As the academic, Dr Ali, clearly states, the garment signifies a mindset as much as anything else. The wearing of it is, he says, “the lingering relics of a patriarchal, misogynistic and tribal culture” and argues there is no religious obligation in the Koran for it to be worn”.
He goes on to say that several European countries have banned the wearing of the garment in public places, including the Arab nation of Syria. My argument posits that if Muslims and predominantly Muslim countries find it offensive and confronting then surely we westerners can’t be labelled racist or religionist or whatever for wanting our public places free of this aberration.
My position has always been one of asking what does this garment say about the mindset of the wearer and her husband? What about their sons and how they view our women who don’t wear such a covering?

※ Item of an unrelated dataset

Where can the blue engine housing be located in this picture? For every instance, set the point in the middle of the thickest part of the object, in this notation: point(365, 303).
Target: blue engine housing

Back in their home countries they can do as they wish because I will warn my daughters against travelling there or having anything to do with those men who support this cultural habit. But here in their own country they have a right to walk the streets as free from fear of harm as possible. We have enough home grown threats and hazards without importing more.
The Muslim woman who doesn’t wish to remove her niqab (veil) covering her face that I reported on a few posts back has put her side of the situation to the media. Tasneem has made it clear her not wanting to show her face to men other than her husband is not a religious requirement. To my mind that means she must remove the veil when giving testimony.
She has said she would prefer to give her testimony via video link up from a separate room with a woman present. I don’t have a problem with that as it is something we do for other witnesses for various reasons. I have my own views on the mindset of someone who doesn’t want other men to see her but I will keep them to myself. The world is full of eccentric people who aren’t like ‘most people’ in the society they are a part of and that isn’t a crime. At least not yet.
I believe she has made it clear there is no reason she gets special treatment other than her own personal choice. I don;t think that is sufficient reason to make an exception because of the precedent it sets. Perhaps I would like to appear nude in public because it is how I prefer to be and has nothing to do with my religious beliefs but it is a decision I made some years ago. Where do we draw the line?
A woman, bound up by a robber, used her feet to send a message to her boyfriend to send help. This woman had the presence of mind to convince the robber not to steal her laptop saying it contained a tracking device. She then persevered until she was able to tap out a message to her boyfriend for help. I doff me lid to her! I wonder how long she might have remained tied up if she hadn’t been able to summon help like that?
Meanwhile in Manila, the Philippines, Police have used Facebook and Twitter to track down a gang of upscale young criminals who prey on the well to do to fund their drug habits. The Philippines National Police also used the internet recently to track down a computer technician suspected of murdering several foreign residents and their Filipino wives and domestic staff.
So it seems the Internet can be used for good rather than evil! Google will be pleased.